初回、先頭から3者連続四死球で無死満塁の好機をつくると、4番DH・内藤蒼捕手(3年)の内野ゴロの間に先制。さらに1死二、三塁から5番・伊藤漣内野手(3年)が右前へ適時打を放って1点を追加すると、続く6番・法量章太郎(2年)の適時打でもう1点を奪い、この回3点を先制した。

6-0で迎えた6回には1死満塁から内藤が右前へ2点適時打を放ち、試合を決定づけた。内藤は初回も最低限の仕事で先制点を挙げ、「4番としてチームのバッティングができた。ホームランよりも、まず先制点を取ることが大事だと思っている」と納得の表情。チームは相手投手を相手に一度も三振を喫せず、鋭い選球眼と粘り強い打撃で春の王者の底力を示した。

先発した西村虎龍投手(3年)は、18日の城北埼玉戦で7回参考ながらノーヒットノーランを達成した勢いそのままに、6回2安打8奪三振無失点。「ストレートとスライダー、ツーシームを低めに集めることができた」と振り返り「良い流れで決勝に入れる」と手応えを口にした。
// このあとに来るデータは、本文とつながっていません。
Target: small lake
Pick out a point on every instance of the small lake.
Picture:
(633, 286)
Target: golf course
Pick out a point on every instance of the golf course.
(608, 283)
森大監督(35)は「初回から攻撃陣が機能し、良いリズムで大量点につながった。ヒット数は大きく変わらなくても、機動力や小技で1点ずつ積み重ねられた」と評価。西村についても「球速だけでなく、変化球をコースに投げ分けられる総合力の高い投手に成長した」とたたえた。

大会前、「失点数を減らしたい」と課題に挙げていた投手陣は、この日も零封し、6試合でわずか2失点。「全ては夏のために」。森監督が春から掲げ続けてきた言葉が、いよいよ現実味を帯びてきた。